Wäre die Farbe gegenüber der Perspektivform völlig frei, würde nur einfach zu ihr hinzu kommen, so könnte sie diese total auflösen. Es ist hier wie mit jeder anschaulichen Form: in ihr sind Farbe und Form eins. Weder Form für sich ist möglich, noch Farbe für sich. Um diesen definitorischen Zusammenhang beider kann sich keine Kunst herumdrücken.
Mit „definitorischer“ ist eine Kunst gemeint, die sich damit genug sein lässt. Sie ist einem Hausbau vergleichbar, der im Fundament stecken geblieben ist. Das trifft, so meine ich, auf Vieles zu, was heute unter der Bezeichnung „konkrete Kunst“ läuft, gewiss aber nicht für die sogenannte alte Kunst.
Den initiatorischen Aspekt der Perspektivdarstellung habe ich schon herausgestellt. Ein wohl noch wichtigerer Bereich, in dem sich die initiatorische Kraft alter Malerei aufs Eindrucksvollste beweist, sind die farbigen Bewegungsschemata. In ihnen eröffnete sich dem Gestalten nicht nur die Vielfalt der Materialdarstellung, sondern auch des Volumens, des Reliefs, des Lichtes in einer bildhaften Fülle, die alles bloß Abbildliche weit in den Schatten stellt und die über das jeweils konkret im Bild Gezeigte hinausweist auf die unendlichen Möglichkeiten unseres Sehens, die nie vollkommen konkretisiert werden können, sondern nur dem geistigen Auge zugänglich sind.

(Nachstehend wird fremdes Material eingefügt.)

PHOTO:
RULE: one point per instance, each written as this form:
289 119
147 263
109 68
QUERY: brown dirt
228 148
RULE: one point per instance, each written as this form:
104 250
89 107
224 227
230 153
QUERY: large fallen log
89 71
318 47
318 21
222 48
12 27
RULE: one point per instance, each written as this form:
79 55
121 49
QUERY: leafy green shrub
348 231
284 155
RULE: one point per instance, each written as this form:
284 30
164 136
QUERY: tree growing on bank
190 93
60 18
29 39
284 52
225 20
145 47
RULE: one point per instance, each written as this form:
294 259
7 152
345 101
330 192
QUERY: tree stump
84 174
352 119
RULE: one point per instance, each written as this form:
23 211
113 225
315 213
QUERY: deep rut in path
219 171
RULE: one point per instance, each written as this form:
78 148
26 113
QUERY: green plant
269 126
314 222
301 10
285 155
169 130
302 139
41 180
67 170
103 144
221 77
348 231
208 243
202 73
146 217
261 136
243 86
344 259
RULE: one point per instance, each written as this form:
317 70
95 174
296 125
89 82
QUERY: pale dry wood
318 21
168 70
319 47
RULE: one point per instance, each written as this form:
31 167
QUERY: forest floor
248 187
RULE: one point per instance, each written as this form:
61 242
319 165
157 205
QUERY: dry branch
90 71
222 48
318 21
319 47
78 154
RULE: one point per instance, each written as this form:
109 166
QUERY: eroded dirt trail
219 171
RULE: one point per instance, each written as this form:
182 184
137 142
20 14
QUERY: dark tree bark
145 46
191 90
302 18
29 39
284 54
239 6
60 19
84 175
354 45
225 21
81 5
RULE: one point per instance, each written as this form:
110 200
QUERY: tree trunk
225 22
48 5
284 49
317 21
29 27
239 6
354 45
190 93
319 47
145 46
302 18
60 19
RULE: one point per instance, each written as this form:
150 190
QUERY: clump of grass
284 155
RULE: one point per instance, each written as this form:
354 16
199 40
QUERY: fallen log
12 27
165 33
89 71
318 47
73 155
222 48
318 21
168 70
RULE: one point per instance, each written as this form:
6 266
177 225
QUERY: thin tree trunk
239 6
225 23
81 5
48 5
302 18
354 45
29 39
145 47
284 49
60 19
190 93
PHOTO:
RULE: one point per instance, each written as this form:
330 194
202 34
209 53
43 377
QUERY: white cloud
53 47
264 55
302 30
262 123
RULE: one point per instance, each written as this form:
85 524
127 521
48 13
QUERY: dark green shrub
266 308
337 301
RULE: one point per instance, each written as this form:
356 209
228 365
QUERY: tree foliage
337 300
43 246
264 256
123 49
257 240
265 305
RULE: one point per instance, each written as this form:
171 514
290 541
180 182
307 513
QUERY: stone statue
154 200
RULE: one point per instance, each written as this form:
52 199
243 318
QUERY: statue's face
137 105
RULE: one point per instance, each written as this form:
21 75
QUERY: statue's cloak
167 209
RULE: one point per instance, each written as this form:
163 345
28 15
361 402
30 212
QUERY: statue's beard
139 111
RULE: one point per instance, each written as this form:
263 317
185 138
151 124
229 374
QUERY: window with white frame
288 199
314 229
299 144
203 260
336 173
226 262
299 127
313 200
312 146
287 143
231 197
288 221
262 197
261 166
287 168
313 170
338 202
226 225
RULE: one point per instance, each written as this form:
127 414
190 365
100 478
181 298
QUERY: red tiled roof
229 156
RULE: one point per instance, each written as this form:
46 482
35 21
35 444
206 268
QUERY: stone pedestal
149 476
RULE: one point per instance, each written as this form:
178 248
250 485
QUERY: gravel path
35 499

Wie ärmlich erscheint im Angesicht dieser Offenbarungen eine Kunst, die sich auf das Herstellen visueller Objekte beschränkt! Es ist wahrlich an der Zeit umzudenken für die Konkrete Kunst, den Hausbau der Bildhaftigkeit neu zu beginnen, frei von den Fesseln des Abbildens, aber offen für alles Darstellbare, nicht nur das im Konkreten Gezeigte, sondern das überhaupt mögliche.